Was ist Gewaltfreie Kommunikation?

Kommunikations-Modell & innere Haltung

Was ist Gewaltfreie Kommunikation`?

Die Gewaltfreie Kommunikation zeigt Wege auf, die eigenen Bedürfnisse zu erfüllen und dabei die Anliegen des Gegenübers zu berücksichtigen. Der Ansatz basiert auf Erkenntnissen des amerikanischen Psychologen Marshall Rosenberg.

Der Begriff „gewaltfreie Kommunikation“ (GFK) beschreibt nur unzureichend das, was hinter ihm steckt. Marshall Rosenberg hat erkannt, dass unsere Gefühle sei es zum Beispiel Ärger oder Freude oder Angst grundsätzlich Indikatoren dafür sind, dass unsere Bedürfnisse erfüllt oder unerfüllt sind. In vielen Situationen sind wir allerdings nicht in der Lage, diesen Zusammenhang unserer Gefühle und der dahinter stehenden Bedürfnisse zu erkennen. Wir haben es verlernt, uns mit unseren Bedürfnissen zu verbinden.

 

Häufig sind wir ebenso wenig in der Lage, diesen Zusammenhang bei unserem Gegenüber zu erkennen. Im Gegenteil: Wir fühlen uns dafür verantwortlich, wie sich das Gegenüber fühlt. Und umgekehrt: Wir schieben dem Anderen die Schuld zu, wenn es uns nicht gut geht.

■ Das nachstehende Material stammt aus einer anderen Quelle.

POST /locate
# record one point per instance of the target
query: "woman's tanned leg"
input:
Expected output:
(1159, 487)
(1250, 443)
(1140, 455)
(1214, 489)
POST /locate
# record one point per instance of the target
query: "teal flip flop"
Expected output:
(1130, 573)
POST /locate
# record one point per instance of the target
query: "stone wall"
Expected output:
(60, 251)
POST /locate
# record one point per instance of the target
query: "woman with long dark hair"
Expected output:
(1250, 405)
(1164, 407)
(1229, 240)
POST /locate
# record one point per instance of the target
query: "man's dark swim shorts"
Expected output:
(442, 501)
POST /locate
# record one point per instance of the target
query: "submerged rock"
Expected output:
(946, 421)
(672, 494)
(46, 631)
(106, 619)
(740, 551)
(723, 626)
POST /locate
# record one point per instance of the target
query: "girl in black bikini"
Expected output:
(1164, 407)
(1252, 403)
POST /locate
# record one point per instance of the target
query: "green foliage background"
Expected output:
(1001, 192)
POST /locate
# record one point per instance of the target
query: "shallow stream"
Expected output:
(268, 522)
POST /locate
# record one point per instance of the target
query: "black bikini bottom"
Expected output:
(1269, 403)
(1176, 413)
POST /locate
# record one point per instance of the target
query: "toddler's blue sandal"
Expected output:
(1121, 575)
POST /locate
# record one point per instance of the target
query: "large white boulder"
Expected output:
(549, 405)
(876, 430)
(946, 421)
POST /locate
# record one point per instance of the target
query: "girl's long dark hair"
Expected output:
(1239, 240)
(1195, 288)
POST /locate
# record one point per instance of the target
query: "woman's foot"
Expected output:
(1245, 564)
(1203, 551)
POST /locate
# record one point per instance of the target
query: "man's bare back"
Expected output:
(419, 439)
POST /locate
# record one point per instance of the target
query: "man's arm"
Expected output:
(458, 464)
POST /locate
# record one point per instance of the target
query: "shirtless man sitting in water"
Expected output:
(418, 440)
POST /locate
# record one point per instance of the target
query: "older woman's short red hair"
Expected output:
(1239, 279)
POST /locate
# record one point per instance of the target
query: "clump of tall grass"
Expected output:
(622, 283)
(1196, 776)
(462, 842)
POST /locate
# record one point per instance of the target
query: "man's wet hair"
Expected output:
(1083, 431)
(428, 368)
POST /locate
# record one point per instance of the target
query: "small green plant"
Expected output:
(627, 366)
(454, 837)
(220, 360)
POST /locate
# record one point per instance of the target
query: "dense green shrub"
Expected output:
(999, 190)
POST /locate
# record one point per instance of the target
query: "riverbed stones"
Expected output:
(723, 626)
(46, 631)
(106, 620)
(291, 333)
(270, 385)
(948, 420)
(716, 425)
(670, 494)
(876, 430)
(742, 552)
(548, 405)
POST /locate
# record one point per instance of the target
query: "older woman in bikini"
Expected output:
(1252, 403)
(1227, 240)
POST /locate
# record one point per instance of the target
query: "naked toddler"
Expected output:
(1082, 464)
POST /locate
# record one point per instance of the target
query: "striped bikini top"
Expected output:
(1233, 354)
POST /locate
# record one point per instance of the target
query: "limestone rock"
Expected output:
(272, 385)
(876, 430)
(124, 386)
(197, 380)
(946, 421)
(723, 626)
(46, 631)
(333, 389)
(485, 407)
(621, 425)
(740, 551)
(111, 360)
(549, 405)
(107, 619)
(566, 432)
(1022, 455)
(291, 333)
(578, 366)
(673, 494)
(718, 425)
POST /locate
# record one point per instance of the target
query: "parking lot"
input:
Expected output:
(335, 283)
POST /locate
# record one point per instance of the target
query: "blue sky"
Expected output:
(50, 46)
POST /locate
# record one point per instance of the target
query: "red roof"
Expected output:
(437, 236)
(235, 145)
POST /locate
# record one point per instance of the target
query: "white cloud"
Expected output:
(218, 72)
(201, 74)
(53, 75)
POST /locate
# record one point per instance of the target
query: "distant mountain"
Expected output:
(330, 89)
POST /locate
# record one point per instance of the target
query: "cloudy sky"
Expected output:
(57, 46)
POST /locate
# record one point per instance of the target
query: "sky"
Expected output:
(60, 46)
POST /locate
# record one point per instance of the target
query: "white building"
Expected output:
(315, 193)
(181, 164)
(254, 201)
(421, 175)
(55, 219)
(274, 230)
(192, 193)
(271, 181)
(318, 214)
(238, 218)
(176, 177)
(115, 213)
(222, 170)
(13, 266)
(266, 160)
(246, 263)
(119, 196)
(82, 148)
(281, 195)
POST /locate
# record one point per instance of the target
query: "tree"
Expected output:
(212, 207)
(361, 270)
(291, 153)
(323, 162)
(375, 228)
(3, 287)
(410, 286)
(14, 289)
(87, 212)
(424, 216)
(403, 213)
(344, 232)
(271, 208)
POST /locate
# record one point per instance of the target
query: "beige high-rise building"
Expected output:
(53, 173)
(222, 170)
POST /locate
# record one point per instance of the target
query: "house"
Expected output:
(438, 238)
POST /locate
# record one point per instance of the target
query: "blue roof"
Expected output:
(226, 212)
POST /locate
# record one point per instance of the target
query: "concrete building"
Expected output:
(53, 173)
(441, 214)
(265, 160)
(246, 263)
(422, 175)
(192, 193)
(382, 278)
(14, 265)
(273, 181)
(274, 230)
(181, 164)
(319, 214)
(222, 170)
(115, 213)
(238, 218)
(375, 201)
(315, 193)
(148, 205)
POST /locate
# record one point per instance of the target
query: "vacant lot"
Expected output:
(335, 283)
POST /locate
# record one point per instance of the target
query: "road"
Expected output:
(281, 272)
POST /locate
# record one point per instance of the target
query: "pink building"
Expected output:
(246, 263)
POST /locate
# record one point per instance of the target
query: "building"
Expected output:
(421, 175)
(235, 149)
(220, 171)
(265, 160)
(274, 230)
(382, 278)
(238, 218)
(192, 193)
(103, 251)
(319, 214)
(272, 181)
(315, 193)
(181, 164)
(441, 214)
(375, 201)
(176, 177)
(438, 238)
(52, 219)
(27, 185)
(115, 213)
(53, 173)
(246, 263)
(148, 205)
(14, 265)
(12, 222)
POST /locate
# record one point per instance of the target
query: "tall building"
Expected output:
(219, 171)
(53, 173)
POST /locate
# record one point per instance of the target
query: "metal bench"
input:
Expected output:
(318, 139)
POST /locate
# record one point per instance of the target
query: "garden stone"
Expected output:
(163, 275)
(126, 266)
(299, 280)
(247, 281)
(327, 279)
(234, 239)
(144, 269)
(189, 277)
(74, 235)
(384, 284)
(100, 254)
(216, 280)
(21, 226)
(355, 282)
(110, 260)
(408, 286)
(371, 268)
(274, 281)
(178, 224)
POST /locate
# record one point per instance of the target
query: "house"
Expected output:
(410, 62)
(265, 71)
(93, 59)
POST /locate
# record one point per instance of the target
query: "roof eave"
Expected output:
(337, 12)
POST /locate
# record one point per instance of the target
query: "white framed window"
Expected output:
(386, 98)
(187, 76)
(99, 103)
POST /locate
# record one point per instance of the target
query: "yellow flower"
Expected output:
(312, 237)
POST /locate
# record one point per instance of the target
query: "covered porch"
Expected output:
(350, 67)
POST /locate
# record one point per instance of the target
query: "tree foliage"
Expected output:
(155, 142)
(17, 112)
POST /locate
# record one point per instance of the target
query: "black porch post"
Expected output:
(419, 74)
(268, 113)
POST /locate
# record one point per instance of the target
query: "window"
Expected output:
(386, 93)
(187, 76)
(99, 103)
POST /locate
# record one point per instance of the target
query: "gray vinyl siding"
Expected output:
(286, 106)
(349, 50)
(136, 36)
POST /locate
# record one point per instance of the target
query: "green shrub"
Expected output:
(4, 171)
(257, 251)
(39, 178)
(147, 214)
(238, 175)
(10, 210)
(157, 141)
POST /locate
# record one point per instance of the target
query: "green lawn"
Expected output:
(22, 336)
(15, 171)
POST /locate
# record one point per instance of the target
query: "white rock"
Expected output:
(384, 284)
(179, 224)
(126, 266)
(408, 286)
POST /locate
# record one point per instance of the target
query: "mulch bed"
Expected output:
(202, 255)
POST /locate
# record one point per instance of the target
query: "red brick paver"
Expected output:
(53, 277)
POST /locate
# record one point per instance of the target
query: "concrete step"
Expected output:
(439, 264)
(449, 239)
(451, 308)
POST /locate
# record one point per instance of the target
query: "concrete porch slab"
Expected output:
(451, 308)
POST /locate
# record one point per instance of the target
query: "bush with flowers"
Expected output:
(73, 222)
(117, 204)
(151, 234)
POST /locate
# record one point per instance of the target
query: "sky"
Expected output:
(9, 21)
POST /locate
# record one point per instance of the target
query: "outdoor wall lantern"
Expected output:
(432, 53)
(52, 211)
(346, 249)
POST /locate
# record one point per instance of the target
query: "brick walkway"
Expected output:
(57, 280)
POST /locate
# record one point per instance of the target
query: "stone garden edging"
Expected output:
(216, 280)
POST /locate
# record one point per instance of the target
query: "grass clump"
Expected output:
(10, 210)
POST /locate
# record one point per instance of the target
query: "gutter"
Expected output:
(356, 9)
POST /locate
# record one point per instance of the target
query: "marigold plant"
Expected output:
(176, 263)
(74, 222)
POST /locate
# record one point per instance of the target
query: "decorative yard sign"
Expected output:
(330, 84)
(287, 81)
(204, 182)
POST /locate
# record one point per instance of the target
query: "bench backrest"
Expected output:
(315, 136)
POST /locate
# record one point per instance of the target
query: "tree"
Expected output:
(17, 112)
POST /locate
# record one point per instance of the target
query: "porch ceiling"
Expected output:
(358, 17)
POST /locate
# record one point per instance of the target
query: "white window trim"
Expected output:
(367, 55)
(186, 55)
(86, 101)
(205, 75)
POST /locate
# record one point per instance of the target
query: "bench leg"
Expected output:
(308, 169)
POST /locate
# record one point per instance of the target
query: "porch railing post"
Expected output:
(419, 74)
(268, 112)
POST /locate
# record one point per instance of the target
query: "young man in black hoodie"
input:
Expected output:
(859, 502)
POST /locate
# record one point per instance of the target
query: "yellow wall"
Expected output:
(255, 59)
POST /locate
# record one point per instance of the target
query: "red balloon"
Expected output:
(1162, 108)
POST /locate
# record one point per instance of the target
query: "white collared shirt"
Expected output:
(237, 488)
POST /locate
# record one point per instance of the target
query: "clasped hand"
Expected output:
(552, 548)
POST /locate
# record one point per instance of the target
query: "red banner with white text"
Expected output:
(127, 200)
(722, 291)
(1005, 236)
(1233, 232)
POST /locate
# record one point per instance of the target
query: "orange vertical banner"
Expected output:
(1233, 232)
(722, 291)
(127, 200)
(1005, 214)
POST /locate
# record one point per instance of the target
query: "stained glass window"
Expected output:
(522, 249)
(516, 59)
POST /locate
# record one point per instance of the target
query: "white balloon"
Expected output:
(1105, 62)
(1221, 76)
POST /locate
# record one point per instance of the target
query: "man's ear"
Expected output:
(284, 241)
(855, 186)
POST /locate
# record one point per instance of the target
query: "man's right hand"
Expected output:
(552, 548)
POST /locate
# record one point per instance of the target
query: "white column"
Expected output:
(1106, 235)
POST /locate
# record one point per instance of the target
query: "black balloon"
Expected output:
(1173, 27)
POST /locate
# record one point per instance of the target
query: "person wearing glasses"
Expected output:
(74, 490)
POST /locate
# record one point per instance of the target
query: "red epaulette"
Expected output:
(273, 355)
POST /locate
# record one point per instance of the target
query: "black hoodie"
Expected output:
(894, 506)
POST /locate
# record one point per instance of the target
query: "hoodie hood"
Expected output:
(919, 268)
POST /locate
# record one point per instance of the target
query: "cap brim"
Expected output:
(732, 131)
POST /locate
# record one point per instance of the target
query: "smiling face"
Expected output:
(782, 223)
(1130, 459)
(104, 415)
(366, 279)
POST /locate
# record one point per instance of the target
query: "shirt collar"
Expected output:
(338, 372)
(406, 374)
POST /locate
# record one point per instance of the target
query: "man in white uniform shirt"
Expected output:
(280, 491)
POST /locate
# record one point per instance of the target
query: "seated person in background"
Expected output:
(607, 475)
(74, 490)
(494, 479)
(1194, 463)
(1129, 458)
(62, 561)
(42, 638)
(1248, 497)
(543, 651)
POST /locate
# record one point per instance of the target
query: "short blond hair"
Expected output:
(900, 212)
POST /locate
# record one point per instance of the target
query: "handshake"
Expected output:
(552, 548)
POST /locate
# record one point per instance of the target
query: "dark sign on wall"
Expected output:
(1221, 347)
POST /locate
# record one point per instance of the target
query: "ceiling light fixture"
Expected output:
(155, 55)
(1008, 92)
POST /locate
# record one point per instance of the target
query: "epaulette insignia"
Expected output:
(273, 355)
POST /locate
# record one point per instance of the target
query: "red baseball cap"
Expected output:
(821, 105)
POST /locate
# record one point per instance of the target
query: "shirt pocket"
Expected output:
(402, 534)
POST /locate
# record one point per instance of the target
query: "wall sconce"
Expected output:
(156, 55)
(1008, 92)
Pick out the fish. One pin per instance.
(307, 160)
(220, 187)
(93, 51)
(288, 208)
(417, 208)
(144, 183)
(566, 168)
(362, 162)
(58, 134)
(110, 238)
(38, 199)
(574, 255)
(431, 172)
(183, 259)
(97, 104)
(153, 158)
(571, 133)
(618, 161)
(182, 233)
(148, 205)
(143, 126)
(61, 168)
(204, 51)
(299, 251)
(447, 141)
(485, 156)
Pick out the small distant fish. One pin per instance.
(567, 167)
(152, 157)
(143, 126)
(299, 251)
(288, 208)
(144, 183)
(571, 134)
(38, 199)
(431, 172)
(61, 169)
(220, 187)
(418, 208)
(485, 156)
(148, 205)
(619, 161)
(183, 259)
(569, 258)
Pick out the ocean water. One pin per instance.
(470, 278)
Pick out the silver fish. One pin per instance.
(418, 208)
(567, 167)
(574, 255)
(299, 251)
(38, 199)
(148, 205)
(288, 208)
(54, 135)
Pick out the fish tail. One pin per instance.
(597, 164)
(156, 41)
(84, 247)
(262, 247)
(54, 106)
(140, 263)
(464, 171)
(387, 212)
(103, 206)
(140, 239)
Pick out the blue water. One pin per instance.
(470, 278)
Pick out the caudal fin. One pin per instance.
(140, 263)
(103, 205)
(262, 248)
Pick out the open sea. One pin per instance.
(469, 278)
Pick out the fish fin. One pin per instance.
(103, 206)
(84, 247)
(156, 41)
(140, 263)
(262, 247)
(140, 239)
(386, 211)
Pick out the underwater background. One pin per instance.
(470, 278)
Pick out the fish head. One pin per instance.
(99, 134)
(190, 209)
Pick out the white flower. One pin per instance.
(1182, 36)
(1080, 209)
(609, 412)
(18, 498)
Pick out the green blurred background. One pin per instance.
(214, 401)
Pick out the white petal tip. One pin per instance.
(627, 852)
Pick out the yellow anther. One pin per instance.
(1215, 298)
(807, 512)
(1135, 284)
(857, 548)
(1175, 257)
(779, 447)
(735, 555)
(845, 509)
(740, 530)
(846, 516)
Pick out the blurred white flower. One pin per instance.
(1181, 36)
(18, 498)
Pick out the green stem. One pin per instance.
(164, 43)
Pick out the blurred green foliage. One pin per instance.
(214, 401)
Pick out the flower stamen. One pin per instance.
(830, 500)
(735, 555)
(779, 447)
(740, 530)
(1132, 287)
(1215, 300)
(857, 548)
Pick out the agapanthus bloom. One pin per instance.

Die Gewaltfreie Kommunikation hilft dabei, sich mit den eigenen Bedürfnissen „wieder“ in Verbindung zu bringen, um dann selbstverantwortlich für sich selbst zu sorgen. Und es hilft auf der anderen Seite, diesen Zusammenhang beim Gegenüber einzuschätzen und uns auf diese Weise mit dem Anderen empathisch in Verbindung zu bringen.

Im Idealfall ermöglicht also die GFK eine kooperative, aufrichtige und effiziente Verständigung. Das Potential reicht dabei von der Erleichterung alltäglicher Kommunikationsabläufe über Konfliktlösungen bis hin zu persönlichem Wachstum.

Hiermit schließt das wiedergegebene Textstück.